A Posição da Cassação: O Momento Decisivo para os Juros

O Acórdão n.º 15239/2025 estabeleceu um princípio claro e favorável ao contribuinte. A ementa da sentença diz:

Os juros sobre os valores que a Agência das Entradas deve pagar ao contribuinte credor, nos termos do art. 44 do d.P.R. n.º 602 de 1973, têm o seu termo final de vencimento na data de emissão e transmissão ao encarregado para o pagamento da necessária ordem de pagamento, que não encontra um equivalente no eventual provimento de anulação da pretensão impositiva notificada ao contribuinte, enquanto de qualquer atraso ulterior no cumprimento permanecerá responsável o encarregado pelo pagamento.

Esta decisão é disruptiva. A Cassação esclarece que a simples "anulação" não é suficiente para interromper o vencimento dos juros. O direito a juros permanece até o momento em que a ordem de pagamento é efetivamente emitida e transmitida ao encarregado. Isto significa que o contribuinte tem direito a uma compensação económica por todo o período em que não teve a disponibilidade dos valores, até o último ato administrativo que precede o efetivo pagamento.

Outro aspeto fundamental diz respeito à responsabilidade por eventuais atrasos adicionais. A Corte precisa que, uma vez emitida a ordem, "de qualquer atraso ulterior no cumprimento permanecerá responsável o encarregado pelo pagamento". Esta passagem é crucial porque distingue a responsabilidade da Agência das Entradas (até à ordem) daquela do sujeito encarregado do efetivo pagamento. Tal distinção protege o contribuinte, fornecendo uma referência clara para eventuais ações destinadas a solicitar ou contestar atrasos posteriores.

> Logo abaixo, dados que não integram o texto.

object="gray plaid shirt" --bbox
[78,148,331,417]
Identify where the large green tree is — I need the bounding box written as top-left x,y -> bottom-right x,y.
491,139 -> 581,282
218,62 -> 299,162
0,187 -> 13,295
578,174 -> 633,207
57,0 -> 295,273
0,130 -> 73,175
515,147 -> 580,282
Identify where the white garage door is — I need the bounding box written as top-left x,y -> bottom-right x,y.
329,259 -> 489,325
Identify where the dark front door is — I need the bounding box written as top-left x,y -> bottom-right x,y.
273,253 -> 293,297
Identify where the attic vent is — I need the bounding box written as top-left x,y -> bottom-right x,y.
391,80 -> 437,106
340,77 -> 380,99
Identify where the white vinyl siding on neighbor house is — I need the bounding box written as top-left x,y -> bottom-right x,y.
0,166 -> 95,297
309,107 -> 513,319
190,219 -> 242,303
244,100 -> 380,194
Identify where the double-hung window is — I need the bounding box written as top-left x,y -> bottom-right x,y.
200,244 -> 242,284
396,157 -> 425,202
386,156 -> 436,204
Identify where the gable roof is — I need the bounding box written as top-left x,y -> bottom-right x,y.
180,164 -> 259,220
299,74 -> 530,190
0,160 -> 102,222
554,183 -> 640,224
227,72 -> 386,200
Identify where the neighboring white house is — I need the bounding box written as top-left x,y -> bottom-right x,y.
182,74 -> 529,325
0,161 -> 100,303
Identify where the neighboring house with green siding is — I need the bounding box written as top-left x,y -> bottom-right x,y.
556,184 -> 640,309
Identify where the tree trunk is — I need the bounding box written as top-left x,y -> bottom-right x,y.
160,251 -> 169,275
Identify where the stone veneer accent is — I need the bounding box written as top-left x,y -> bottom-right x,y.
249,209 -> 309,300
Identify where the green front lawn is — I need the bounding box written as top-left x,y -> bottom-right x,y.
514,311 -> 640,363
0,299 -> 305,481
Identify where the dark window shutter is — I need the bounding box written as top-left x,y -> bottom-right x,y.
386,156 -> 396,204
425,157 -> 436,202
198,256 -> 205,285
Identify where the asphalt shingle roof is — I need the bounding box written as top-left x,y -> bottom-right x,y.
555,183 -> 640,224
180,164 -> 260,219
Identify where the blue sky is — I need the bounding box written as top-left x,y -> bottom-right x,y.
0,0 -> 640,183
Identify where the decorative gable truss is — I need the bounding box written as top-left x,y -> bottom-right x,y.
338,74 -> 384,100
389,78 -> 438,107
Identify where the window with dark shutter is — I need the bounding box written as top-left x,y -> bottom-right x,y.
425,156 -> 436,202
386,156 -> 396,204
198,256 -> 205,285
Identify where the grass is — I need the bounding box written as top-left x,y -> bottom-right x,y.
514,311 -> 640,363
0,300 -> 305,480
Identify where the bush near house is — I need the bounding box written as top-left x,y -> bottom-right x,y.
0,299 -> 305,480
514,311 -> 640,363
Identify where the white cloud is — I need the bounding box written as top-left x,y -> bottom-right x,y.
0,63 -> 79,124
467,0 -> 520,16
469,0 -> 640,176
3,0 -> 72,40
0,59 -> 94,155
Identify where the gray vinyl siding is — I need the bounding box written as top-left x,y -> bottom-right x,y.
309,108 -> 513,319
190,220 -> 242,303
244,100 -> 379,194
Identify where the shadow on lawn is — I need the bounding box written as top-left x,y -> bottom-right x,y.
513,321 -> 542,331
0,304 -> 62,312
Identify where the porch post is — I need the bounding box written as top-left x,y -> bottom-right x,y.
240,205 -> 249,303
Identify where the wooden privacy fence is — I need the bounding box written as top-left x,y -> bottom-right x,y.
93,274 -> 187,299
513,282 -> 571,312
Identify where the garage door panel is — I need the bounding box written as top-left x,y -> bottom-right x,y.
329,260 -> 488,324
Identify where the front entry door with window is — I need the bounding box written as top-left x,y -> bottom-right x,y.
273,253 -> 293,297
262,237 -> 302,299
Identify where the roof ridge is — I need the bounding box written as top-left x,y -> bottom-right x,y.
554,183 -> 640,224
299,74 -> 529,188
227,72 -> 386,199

O Que Significa para o Contribuinte: Direitos e Proteções

As implicações práticas deste acórdão são significativas para quem aguarda um reembolso. O contribuinte agora sabe que:

  • Os juros continuam a vencer bem além do simples provimento de anulação, até à emissão da ordem de pagamento.
  • É importante monitorizar não apenas o reconhecimento do reembolso, mas também os prazos de emissão da ordem.
  • Em caso de atrasos posteriores à ordem, a responsabilidade é claramente identificada no encarregado pelo pagamento, abrindo caminho para contestações específicas.

Esta decisão reafirma a importância da tempestividade da Administração Financeira na execução dos reembolsos e garante uma proteção mais completa ao contribuinte, em linha com os princípios de boa administração e de equidade.

Conclusões: Maior Certeza e Proteção

O Acórdão da Cassação n.º 15239/2025 representa um passo importante no direito tributário italiano. Oferece maior clareza sobre o cálculo dos juros sobre reembolsos fiscais, estendendo o seu vencimento até o momento da emissão da ordem de pagamento e definindo as responsabilidades pelos atrasos. Esta decisão é um sinal forte a favor do contribuinte, garantindo uma compensação mais completa pelo não gozo dos valores e impulsionando a Administração a uma maior eficiência e transparência nos procedimentos de reembolso.